Le Canada, on le sait, a été le premier pays au monde à se doter de politiques multiculturelles afin d’oeuvrer au pluralisme, et le premier aussi à se définir lui-même essentiellement multiculturel (en 1988). Au tournant de l’an 2000, l’association entre multiculturalisme et identité canadienne atteignait un sommet de popularité, quand un Canadien sur deux l’approuvait ; puis le taux d’approbation s’est maintenu au-dessus des 40 % jusqu’en 2006. Sur le plan idéologique, le contexte induit par une politique du multiculturalisme a ceci de particulier qu’il devient impossible, pour l’État qui l’adopte, de se donner ne serait-ce que l’apparence de l’homogénéité, tout en ne pouvant non plus recourir à des stratégies de différenciation qui inférioriseraient d’une quelconque façon les groupes sociaux. Différence et égalité deviennent ainsi des valeurs cardinales inséparables. Or, Todorov (1982) a déjà souligné l’incompatibilité entre les deux grandes figures de l’altérité : la première reconnaît pleinement à l’Autre sa différence, mais elle l’infériorise, ou plus rarement, lui reconnaît une supériorité ; la seconde lui attribue un statut de parfaite égalité, mais nie, ou à tout le moins, minimise grandement sa différence. Comme si la différence appelait la hiérarchie, et l’égalité l’identité[1]. Comme s’il y avait des contraintes d’agencement idéologique, rendant difficiles, voire impossibles, certaines combinaisons de valeurs. Winter n’aborde pas ces questions, mais ses données alimentent la réflexion qui s’y rattache.

La question que se pose E. Winter est celle de savoir comment le « nous » canadien est devenu multiculturel. Elle formule l’hypothèse que le nationalisme québécois aurait contribué à favoriser ce développement, étant entendu que c’est dans la deuxième moitié des années 1990 que l’appui populaire au multiculturalisme s’est mis à grimper dans les sondages, c’est-à-dire dans les années qui ont suivi le référendum sur la souveraineté du Québec de 1995. En bonne wébérienne, elle se tourne vers les relations de pouvoir entre les groupes sociaux pour vérifier son hypothèse, et construire son objet d’analyse. Voyons donc comment elle procède, et quels sont les résultats obtenus.
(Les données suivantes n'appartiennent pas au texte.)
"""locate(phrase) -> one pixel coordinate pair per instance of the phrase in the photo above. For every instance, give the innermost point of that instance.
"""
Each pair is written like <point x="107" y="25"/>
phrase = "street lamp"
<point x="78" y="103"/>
Chez Weber, tout groupe social étant irrémédiablement hétérogène, ce sont les relations sociales qui créent les majorités et les minorités ; ces dernières n’existent pas en soi, mais résultent plutôt des relations qui les instituent. Toute action collective suppose l’existence de groupes sociaux, et tout groupe social se veut distinct des autres groupes. Se mettent donc en place des pratiques d’inclusion des membres et d’autres de mise à l’écart des non-membres. Pour obtenir des gains économiques, politiques, ou symboliques, et protéger ses avantages culturels, un groupe social cherche à limiter le plus possible l’accès à ses compétences et ses savoirs. Ce faisant, il pratique la « fermeture sociale » (social closure), qu’on traduirait mieux par mainmise sur l’exercice de certaines activités, ou monopole du prestige qui leur est lié. Le groupe qui réussit sa « fermeture sociale » est celui qu’on désigne comme la majorité, et les caractéristiques le distinguant sont érigées en normes sociales. Ce faisant, elles deviennent « invisibles », c’est-à-dire qu’elles perdent leur caractère particularisant et sont vues sinon comme universelles, du moins comme « universalisantes ». À l’inverse, le ou les groupes minoritaires sont repoussés à la périphérie symbolique, cantonnés dans leur particularisme. Parmi ces groupes, certains jouissent d’accommodements historiques qui leur confèrent le statut de « minorité nationale », ce qui les démarque des autres groupes, qu’on dira simplement « ethniques ». La différence entre les deux types de minorité peut cependant être (ou devenir) très floue, car les compromis antérieurs peuvent servir de référence aux groupes réclamant une meilleure intégration sociale, ou une reconnaissance de leur différence. Comme ils peuvent aussi leur nuire en laissant croire que trop d’accommodements se font déjà.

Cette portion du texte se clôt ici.